Drug Interactions between pitolisant and Prograf

GENERALLY AVOID: Limited data suggest that pitolisant may produce mild to moderate QT interval prolongation (10 to 13 milliseconds) at doses 3 to 6 times the standard therapeutic dose. Theoretically, concurrent use of two or more drugs that can cause QT interval prolongation may result in additive effects and increased risk of ventricular arrhythmias including torsade de pointes and sudden death. In general, the risk of an individual agent or a combination of these agents causing ventricular arrhythmia in association with QT prolongation is largely unpredictable but may be increased by certain underlying risk factors such as congenital long QT syndrome, cardiac disease, and electrolyte disturbances (e.g., hypokalemia, hypomagnesemia). In addition, the extent of drug-induced QT prolongation is dependent on the particular drug(s) involved and dosage(s) of the drugs.
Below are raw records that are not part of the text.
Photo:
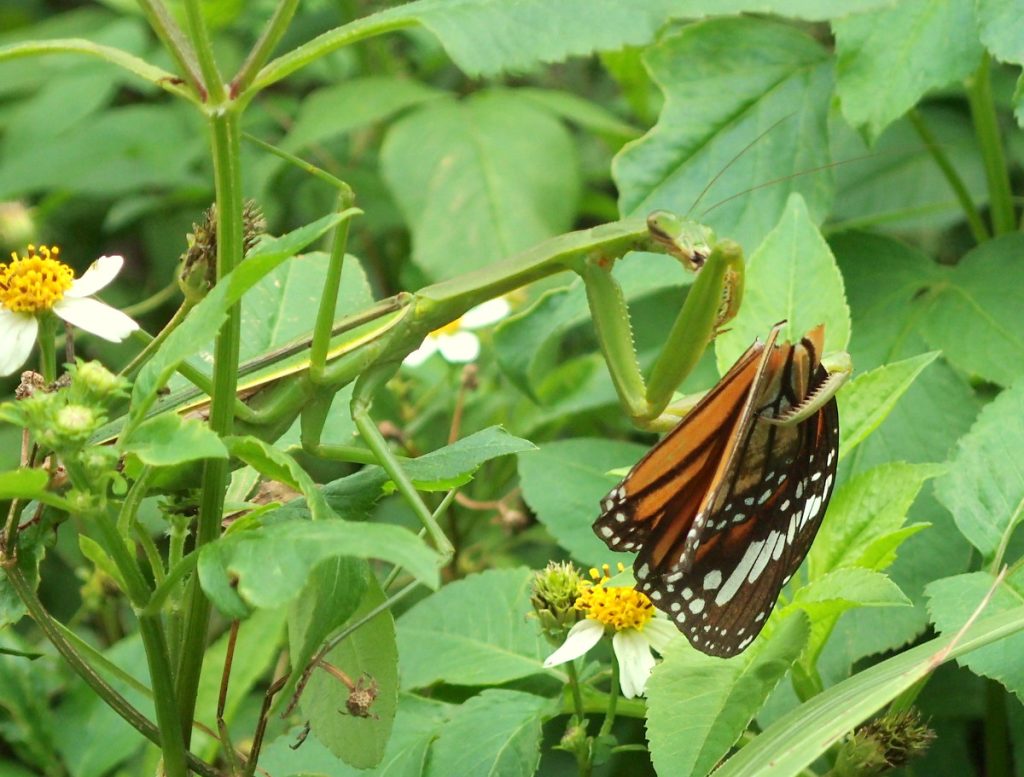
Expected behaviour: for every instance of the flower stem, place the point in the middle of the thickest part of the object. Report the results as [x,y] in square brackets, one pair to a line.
[47,348]
[609,716]
[229,249]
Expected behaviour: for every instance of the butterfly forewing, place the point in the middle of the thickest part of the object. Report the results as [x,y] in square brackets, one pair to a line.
[717,552]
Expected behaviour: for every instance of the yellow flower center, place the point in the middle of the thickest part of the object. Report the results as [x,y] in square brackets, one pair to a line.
[36,282]
[617,607]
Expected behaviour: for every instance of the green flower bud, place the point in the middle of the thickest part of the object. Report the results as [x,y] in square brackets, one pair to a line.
[555,593]
[887,742]
[96,381]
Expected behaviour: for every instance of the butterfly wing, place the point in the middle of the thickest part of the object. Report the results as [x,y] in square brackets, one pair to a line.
[716,569]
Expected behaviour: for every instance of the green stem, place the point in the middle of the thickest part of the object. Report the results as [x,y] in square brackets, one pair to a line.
[979,92]
[174,41]
[609,716]
[204,52]
[52,631]
[268,40]
[47,347]
[215,473]
[329,299]
[977,224]
[996,732]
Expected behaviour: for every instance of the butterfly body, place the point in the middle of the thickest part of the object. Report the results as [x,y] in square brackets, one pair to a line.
[722,511]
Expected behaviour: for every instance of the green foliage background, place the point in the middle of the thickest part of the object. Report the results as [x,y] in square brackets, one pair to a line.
[820,135]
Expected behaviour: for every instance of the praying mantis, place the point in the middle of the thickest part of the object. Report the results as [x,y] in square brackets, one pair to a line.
[368,347]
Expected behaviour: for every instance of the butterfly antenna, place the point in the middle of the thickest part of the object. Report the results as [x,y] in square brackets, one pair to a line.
[731,162]
[809,171]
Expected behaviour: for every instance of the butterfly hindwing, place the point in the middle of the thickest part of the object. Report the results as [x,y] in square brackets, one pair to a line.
[719,549]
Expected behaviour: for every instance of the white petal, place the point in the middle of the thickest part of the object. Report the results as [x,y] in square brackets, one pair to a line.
[421,354]
[485,313]
[659,632]
[581,638]
[97,317]
[635,661]
[459,347]
[98,274]
[17,335]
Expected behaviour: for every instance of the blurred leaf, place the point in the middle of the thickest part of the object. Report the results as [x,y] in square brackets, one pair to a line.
[712,134]
[1000,33]
[417,725]
[351,104]
[495,733]
[875,85]
[368,655]
[866,508]
[975,317]
[698,705]
[335,589]
[268,566]
[485,37]
[473,632]
[168,439]
[588,115]
[563,483]
[895,183]
[984,487]
[479,179]
[952,600]
[865,402]
[801,736]
[815,10]
[793,259]
[851,587]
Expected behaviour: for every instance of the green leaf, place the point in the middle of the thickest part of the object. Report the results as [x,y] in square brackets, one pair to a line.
[416,727]
[952,600]
[357,102]
[352,497]
[999,29]
[868,399]
[864,509]
[369,655]
[473,632]
[334,590]
[278,466]
[495,733]
[28,483]
[698,706]
[875,85]
[563,483]
[268,566]
[486,37]
[984,487]
[168,439]
[527,344]
[814,10]
[976,319]
[257,647]
[843,589]
[203,322]
[895,182]
[775,74]
[792,259]
[801,736]
[479,179]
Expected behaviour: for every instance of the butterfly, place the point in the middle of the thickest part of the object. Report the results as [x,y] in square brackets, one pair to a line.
[722,511]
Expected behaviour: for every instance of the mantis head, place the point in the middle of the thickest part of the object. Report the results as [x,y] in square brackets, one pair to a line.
[687,241]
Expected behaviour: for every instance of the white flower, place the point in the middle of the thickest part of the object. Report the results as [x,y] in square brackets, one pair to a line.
[38,283]
[456,342]
[636,624]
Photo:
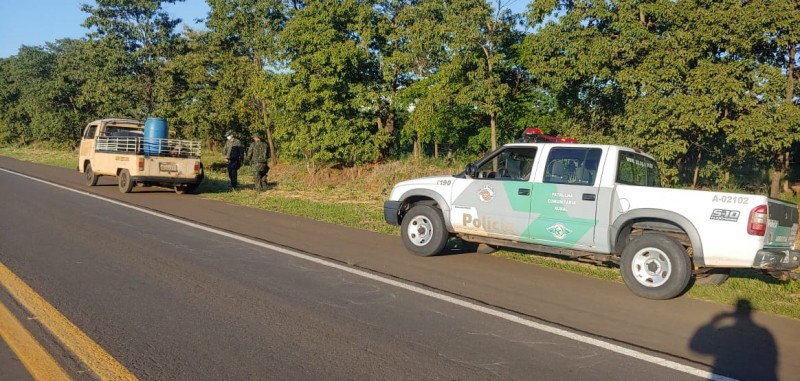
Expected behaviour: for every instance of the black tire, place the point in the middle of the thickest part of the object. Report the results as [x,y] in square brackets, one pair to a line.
[423,231]
[655,266]
[714,277]
[125,183]
[91,177]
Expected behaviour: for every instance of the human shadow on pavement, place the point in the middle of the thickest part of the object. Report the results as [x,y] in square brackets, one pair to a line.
[742,349]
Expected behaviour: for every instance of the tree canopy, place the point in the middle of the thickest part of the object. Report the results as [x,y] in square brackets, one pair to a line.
[710,88]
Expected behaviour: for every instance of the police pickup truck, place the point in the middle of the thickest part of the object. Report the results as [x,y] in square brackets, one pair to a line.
[118,147]
[603,203]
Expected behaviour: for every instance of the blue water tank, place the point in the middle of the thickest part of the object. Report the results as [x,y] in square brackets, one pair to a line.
[154,129]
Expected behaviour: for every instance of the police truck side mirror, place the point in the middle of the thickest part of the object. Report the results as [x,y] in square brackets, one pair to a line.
[471,170]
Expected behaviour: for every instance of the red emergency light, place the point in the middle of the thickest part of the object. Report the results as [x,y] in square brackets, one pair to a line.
[532,134]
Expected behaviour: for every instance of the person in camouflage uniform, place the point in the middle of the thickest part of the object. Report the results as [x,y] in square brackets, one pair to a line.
[257,155]
[234,152]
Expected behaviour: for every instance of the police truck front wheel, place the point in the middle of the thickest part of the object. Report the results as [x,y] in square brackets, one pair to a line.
[423,231]
[655,266]
[125,183]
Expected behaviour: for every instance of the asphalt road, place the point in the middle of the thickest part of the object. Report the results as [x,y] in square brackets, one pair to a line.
[238,293]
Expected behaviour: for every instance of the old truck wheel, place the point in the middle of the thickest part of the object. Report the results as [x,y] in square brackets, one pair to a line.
[125,183]
[655,266]
[91,177]
[423,231]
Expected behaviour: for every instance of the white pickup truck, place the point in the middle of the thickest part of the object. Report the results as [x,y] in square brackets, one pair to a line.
[118,147]
[603,203]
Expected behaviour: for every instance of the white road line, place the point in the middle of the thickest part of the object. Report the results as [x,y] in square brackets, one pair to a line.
[419,290]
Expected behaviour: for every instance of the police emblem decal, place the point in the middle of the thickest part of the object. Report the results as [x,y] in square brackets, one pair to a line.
[486,194]
[559,231]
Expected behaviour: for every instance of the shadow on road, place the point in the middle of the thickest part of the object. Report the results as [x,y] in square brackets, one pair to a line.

MONITOR: Coadministration with pitolisant may decrease the plasma concentrations and therapeutic effects of drugs that are primarily metabolized by CYP450 3A4. Pitolisant is a borderline/weak inducer of CYP450 3A4. When studied with midazolam, a probe substrate for CYP450 3A4, pitolisant was found to reduce midazolam peak plasma concentration (Cmax) and systemic exposure (AUC) by less than 25%.

MANAGEMENT: Concomitant use of pitolisant with other agents associated with QT interval prolongation should generally be avoided. Patients should be advised to seek prompt medical attention if they experience symptoms that could indicate the occurrence of torsade de pointes such as dizziness, lightheadedness, fainting, palpitation, irregular heart rhythm, shortness of breath, or syncope. In addition, it may be advisable to avoid concomitant use of pitolisant with sensitive CYP450 3A4 substrates or those that demonstrate a narrow therapeutic index, if possible (e.g., ergot alkaloids, alfentanil, cisapride, colchicine, cyclosporine, fentanyl, ivacaftor, macrolide immunosuppressants, oral midazolam, pimozide, quinidine, sufentanil, triazolam, vinca alkaloids). Caution is advised if pitolisant is used in combination with these drugs. Clinical and laboratory monitoring may be appropriate whenever pitolisant is added to or withdrawn from therapy, and dosage adjustments made if necessary.